К концу XIX века ностальгия приобрела черты общественного стиля и получила пространственное выражение. «Архив» традиции, обнаруженный Гёрдером в народных песнях, больше не был брошенным на произвол судьбы. Ускользающий locus ностальгии, номадический огонек воображения, должен был быть зафиксирован ради сохранения прошлого. Памятные знаки нации были найдены в архивных каталожных карточках. Неуловимый преходящий характер ностальгии был закрыт и классифицирован во множестве архивных ящиков, витрин и шкафов-бюро. Частные коллекции позволяют соприкоснуться в своем воображении с иными временами и местами и погрузиться в мечтания и ностальгию в удобном кресле, в домашней обстановке. Буржуазный дом в Париже XIX века описывается Вальтером Беньямином как миниатюрный театр и музей, который приватизирует ностальгию и одновременно копирует ее социальную структуру, а общенациональный и частный дома, таким образом, сплетаются друг с другом. Публичная ностальгия находит выражение в различных стилях, от стиля ампир, излюбленного Наполеоном, до новых исторических стилей – неоготика, неовизантийский стиль и т. д. – так как циклы революционных изменений сопровождаются реставрациями, которые заканчиваются восстановлением большого стиля.

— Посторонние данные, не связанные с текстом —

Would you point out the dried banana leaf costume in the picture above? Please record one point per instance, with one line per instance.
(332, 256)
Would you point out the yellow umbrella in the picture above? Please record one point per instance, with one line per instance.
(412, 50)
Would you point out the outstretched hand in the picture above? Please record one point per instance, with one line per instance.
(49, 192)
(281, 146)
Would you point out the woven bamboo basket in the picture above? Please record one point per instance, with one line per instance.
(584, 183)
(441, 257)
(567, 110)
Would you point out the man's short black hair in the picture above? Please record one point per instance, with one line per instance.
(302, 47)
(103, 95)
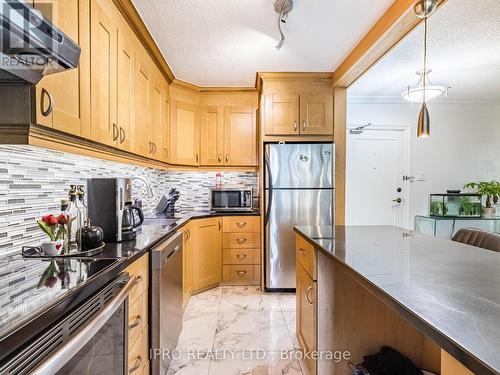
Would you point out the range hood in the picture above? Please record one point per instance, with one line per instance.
(31, 46)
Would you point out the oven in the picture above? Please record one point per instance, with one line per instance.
(231, 199)
(91, 339)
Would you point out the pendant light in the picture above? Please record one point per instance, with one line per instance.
(423, 9)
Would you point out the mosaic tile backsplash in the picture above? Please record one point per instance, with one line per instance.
(34, 180)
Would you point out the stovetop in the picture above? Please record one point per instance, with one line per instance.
(30, 286)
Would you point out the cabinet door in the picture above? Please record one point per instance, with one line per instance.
(103, 76)
(212, 135)
(155, 130)
(142, 145)
(282, 114)
(240, 136)
(184, 133)
(207, 252)
(125, 94)
(316, 114)
(187, 265)
(306, 315)
(63, 99)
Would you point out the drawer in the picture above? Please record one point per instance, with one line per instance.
(136, 358)
(140, 269)
(238, 240)
(135, 321)
(306, 256)
(238, 256)
(243, 224)
(243, 273)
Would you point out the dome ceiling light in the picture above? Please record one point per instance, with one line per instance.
(415, 94)
(282, 7)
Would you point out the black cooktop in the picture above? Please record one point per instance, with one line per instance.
(35, 292)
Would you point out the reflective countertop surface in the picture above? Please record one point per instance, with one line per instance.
(453, 290)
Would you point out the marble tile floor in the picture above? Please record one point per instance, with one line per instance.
(237, 331)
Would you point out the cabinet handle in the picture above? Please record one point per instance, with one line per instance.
(136, 366)
(115, 132)
(122, 135)
(48, 111)
(136, 322)
(307, 295)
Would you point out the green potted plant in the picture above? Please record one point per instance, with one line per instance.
(491, 190)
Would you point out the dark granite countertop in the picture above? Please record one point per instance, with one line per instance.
(449, 291)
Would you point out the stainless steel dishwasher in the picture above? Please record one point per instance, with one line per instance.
(166, 301)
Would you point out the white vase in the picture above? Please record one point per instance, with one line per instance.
(52, 248)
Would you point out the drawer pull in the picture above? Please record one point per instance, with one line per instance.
(135, 323)
(307, 295)
(136, 366)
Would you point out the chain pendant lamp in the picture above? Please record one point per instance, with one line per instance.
(423, 9)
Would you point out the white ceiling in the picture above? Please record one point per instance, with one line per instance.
(225, 42)
(463, 52)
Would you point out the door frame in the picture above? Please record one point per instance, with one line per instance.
(406, 163)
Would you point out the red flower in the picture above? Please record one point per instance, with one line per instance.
(62, 219)
(50, 220)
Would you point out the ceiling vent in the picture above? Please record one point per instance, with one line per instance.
(282, 7)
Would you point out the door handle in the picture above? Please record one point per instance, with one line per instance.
(48, 111)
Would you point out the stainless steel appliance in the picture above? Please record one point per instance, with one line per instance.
(231, 199)
(166, 301)
(91, 339)
(31, 46)
(110, 207)
(298, 191)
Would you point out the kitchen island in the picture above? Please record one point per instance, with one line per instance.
(436, 301)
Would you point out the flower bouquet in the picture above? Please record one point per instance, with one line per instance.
(55, 228)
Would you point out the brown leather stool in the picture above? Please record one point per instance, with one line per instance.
(478, 238)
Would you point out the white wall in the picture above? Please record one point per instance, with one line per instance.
(464, 145)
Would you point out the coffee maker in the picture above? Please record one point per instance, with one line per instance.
(110, 207)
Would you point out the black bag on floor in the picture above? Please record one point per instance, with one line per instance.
(389, 362)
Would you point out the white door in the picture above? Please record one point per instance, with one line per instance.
(376, 194)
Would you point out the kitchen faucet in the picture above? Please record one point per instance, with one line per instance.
(148, 186)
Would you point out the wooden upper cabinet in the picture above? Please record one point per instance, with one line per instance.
(207, 252)
(184, 133)
(282, 114)
(212, 135)
(125, 94)
(316, 114)
(143, 84)
(156, 126)
(62, 100)
(104, 55)
(240, 136)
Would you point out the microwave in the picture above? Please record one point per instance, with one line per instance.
(231, 199)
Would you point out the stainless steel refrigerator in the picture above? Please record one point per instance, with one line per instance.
(298, 188)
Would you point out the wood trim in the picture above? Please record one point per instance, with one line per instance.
(339, 136)
(389, 30)
(132, 16)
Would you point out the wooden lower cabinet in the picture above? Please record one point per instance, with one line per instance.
(207, 252)
(138, 329)
(307, 315)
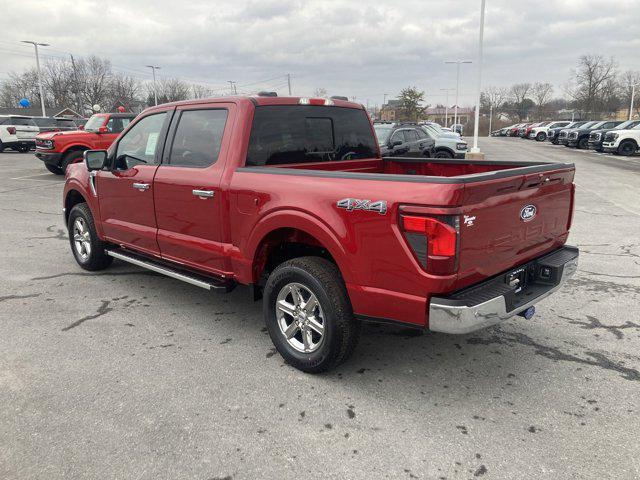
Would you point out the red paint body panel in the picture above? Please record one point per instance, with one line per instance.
(226, 234)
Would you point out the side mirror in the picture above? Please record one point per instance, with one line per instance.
(95, 159)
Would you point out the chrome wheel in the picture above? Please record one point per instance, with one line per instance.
(81, 238)
(300, 317)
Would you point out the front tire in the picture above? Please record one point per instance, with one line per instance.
(54, 169)
(627, 148)
(308, 314)
(87, 248)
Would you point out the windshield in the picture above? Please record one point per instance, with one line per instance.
(382, 132)
(95, 122)
(628, 125)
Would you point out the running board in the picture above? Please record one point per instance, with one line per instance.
(199, 280)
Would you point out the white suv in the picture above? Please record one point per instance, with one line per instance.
(622, 142)
(18, 133)
(540, 133)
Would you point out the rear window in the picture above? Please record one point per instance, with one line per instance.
(284, 134)
(45, 122)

Ностальгия как ощущение историзма сформировалась в эпоху романтизма и стала ровесницей массовой культуры. Это началось одновременно с бумом памяти в начале XIX века, который превратил салонную культуру образованных горожан и землевладельцев в ритуальное поминовение утраченной молодости, утраченных истоков, утраченных танцев, утраченных шансов. В прекрасных образах альбомных рисунков, в практике написания стихотворений, рисования картин и размещения гербариев в дамских альбомах каждый флирт балансировал на грани превращения в memento mori. Тем не менее эта сувенирная культура салона была игривой, динамичной и интерактивной; это было частью социальной театральности, превратившей повседневную жизнь в искусство, даже если все это не заканчивалось появлением шедевров. Искусственная природа начинает играть важную роль в европейском воображении со времен эпохи барокко – само это слово означает редкую раковину моллюска. В середине XIX века любовь к гербариям, теплицам и аквариумам стала отличительной чертой буржуазного дома; это был кусок природы, пересаженный в городской дом, обрамленный и одомашненный[69]. То, что лелеяли в ту эпоху, было незавершенностью, ископаемым, руиной, миниатюрой, сувениром, а не тотальным воссозданием минувшего рая или ада. Как отмечал Селеста Олалкиага, исследуя воображение XIX века, Атлантида была не «золотым веком», который предполагалось воссоздавать, а «потерянной цивилизацией», к которой можно было прикоснуться через руины, следы и осколки. Меланхолическое чувство утраты превратилось в стиль, модную тенденцию конца XIX века.